Redis-Shake【一】简要介绍
Redis-Shake【二】 Sync功能实现简介
上一节简要介绍了一下Redis-Shake的使用,接下来详细说一下Redis-Shake的sync模式。
sync模式的基本原理是让Redis-Shake模拟成一个redis slave,直接对源redis实例执行sync/psync命令,该模式主要包含两部分:全量同步(full)和增量同步(increment)。
Redis-Shake sync模式原理图.png
sync模式的入口函数,遍历所有的AddressList,创建SyncNode对象,使用多线程的方式批量执行dbSyncer的sync方法,开始同步逻辑
// 主要代码在redis-shake/sync.go文件中,入口函数是Main()

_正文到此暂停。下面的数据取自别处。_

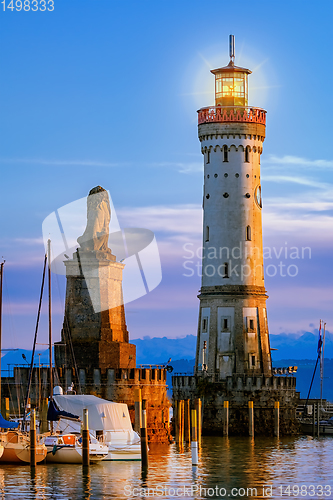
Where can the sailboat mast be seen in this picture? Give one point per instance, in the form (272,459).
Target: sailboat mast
(322,367)
(50,321)
(1,277)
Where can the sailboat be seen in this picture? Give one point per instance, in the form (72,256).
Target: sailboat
(15,444)
(65,448)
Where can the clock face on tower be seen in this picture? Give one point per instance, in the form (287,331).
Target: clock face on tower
(257,196)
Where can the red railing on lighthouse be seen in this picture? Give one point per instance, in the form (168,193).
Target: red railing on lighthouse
(224,114)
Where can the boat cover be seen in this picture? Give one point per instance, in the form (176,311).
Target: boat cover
(102,414)
(54,414)
(4,424)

func (cmd *CmdSync) Main() {
type syncNode struct {
id int
source string
sourcePassword string
target []string
targetPassword string
}
// source redis number
total := utils.GetTotalLink()
syncChan := make(chan syncNode, total)
cmd.dbSyncers = make([]*dbSyncer, total)
// 遍历SourceAddress ,每一个SourceAddress对应一个syncNode对象,
for i, source := range conf.Options.SourceAddressList {
var target []string
if conf.Options.TargetType == conf.RedisTypeCluster {
target = conf.Options.TargetAddressList
} else {
// round-robin pick
pick := utils.PickTargetRoundRobin(len(conf.Options.TargetAddressList))
target = []string{conf.Options.TargetAddressList[pick]}
}
nd := syncNode{
id: i,
source: source,
sourcePassword: conf.Options.SourcePasswordRaw,
target: target,
targetPassword: conf.Options.TargetPasswordRaw,
}
syncChan <- nd
}
var wg sync.WaitGroup
wg.Add(len(conf.Options.SourceAddressList))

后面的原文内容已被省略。